Anche altri passi di quest’opera presentano delle concezioni protestanti sulla consacrazione, per esempio: si insinua che la presenza di Nostro Signore nell’Eucaristia è equivalente alla "presenza reale" nella lettura della Scrittura fatta durante la Messa (Nuevas normas…, pp. 31 e 85); si lascia intendere che la transustanziazione non è realizzata nel momento preciso in cui il sacerdote pronuncia le parole della consacrazione (Nuevas normas…, pp. 123-124), ecc.

Il "presidente dell’assemblea".

Secondo la definizione del concilio di Trento, il sacerdozio "è stato istituito dal Salvatore, che con esso ha dato ai suoi Apostoli e ai loro successori il potere di consacrare, di offrire e di amministrare il suo Corpo ed il suo Sangue, così come di perdonare e di ritenere i peccati" (Denz.-Sch. 1764.)

È per questo che il potere di consacrare appartiene al sacerdote e non al popolo. Se le Scritture e la teologia cattolica parlano di "sacerdozio" dei fedeli, lo fanno in senso lato, per indicare semplicemente la consacrazione di tutti i battezzati all’opera divina, in unione con Nostro Signore, sommo ed eterno sacerdote (Su questo punto si consulti: Solà, De sacramentis…, pp. 587-588; così come i documenti del concilio di Trento, del catechismo romano, di Pio XII e di S. Agostino, citati da Solà. ).

Confondere il sacerdozio del popolo con quello del prete, significa ancora una volta adottare un principio protestante; in effetti, secondo gli pseudo-riformatori del XVI secolo, il celebrante è sacerdote allo stesso titolo del popolo, egli si limita a presiedere l’assemblea eucaristica in quanto delegato da quelli che assistono.

Nel commento di Farnes, incontriamo un’importante conferma del fatto che purtroppo l’"Ordo" del 1969 ha introdotto una nuova nozione, che non può che richiamare l’idea protestante di "presidenza" dell’"assemblea" esercitata dal celebrante. Ed infatti Farnes non perde l’occasione offerta su un piatto d’argento per protestantizzare il tutto:

"[…], è il popolo di Dio e non propriamente il ministro che celebra […]" (Nuevas normas…, p. 77. ).

"L’assemblea è l’opera di tutti. Tutti sono battezzati e partecipano all’unico sacerdozio di Cristo. Tutti sono ripieni di Spirito Santo" (Nuevas normas…, p. 91 ).

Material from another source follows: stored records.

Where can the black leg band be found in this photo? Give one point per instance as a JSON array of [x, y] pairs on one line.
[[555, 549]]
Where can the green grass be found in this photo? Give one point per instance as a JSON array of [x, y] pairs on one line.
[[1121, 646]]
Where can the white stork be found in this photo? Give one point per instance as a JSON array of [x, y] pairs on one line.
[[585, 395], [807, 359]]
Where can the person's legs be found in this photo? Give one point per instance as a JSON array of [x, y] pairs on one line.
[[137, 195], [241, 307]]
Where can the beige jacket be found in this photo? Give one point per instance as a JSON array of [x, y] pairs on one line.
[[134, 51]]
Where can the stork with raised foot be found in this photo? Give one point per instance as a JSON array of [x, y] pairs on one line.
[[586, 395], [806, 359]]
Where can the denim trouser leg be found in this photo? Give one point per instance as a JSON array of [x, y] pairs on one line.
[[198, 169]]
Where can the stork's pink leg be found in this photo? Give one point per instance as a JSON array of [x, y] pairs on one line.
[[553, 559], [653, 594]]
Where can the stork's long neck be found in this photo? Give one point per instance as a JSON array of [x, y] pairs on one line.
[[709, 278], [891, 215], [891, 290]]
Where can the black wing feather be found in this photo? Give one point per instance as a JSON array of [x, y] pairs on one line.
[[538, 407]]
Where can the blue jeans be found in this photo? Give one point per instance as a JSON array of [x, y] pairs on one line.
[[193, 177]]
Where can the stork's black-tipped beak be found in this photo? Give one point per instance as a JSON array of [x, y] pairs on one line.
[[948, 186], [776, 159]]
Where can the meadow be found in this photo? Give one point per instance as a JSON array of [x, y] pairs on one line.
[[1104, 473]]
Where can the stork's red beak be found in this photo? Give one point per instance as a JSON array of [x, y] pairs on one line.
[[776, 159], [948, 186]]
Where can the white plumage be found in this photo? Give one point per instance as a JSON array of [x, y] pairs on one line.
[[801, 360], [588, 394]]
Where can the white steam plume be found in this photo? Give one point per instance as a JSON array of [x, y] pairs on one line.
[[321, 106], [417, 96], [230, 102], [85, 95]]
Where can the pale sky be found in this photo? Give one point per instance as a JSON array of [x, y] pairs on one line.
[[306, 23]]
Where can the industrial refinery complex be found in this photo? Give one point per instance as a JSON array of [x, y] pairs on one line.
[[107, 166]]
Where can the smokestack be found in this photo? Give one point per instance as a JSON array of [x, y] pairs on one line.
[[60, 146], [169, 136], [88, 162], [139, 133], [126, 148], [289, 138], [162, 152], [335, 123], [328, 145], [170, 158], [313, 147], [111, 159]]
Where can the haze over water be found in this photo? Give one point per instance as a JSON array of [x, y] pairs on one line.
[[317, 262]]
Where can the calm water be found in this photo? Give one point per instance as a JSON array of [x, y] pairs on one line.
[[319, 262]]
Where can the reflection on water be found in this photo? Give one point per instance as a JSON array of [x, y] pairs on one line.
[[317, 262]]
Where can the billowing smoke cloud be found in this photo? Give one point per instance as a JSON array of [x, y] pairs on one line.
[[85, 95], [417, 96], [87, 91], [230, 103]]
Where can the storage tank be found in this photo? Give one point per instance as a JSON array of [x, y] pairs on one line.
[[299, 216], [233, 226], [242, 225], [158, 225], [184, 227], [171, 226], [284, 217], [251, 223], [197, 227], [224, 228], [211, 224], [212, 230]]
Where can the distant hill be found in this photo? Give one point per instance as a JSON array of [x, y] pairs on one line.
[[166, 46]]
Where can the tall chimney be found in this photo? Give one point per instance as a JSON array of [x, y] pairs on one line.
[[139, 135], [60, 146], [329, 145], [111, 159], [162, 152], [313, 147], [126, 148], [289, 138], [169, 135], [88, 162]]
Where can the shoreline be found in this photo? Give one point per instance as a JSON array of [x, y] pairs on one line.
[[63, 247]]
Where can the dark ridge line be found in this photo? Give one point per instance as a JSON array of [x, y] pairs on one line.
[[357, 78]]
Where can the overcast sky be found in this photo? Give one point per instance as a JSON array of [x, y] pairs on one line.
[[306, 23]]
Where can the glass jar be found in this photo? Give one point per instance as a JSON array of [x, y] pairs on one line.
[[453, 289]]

"Tutto questo ritmo armonico e strutturale dà al mistero la possibilità di essere celebrato da tutta l’assemblea, e non solo dai chierici o da una parte del popolo. Nel testo di numerosi articoli dell’"Institutio", percepiamo un soffio artistico ed un tono della celebrazione che ingloba tutto il popolo celebrante" (Nuevas normas…, p. 54).

"Quando coloro che sono battezzati si riuniscono, esercitano tutti il loro sacerdozio battesimale. Dopo secoli, durante i quali nel corso della celebrazione è apparsa la sola azione dei ministri, possiamo rimettere le cose nella loro giusta collocazione. Il popolo di Dio è - tutt’intero - un popolo sacerdotale […]. Dal popolo di Dio sorgono generalmente i ministri: seguono i vescovi, i sacerdoti e i diaconi, ordinati per questo tramite un sacramento, fino agli accoliti, ai musicanti, agli uscieri, ecc… […], tutti devono collaborare per un migliore esercizio del sacerdozio comune" (Nuevas normas…, pp. 142-143 ).

Non "sacerdote", ma "presbitero"!!! Negazione del Sacerdozio ministeriale.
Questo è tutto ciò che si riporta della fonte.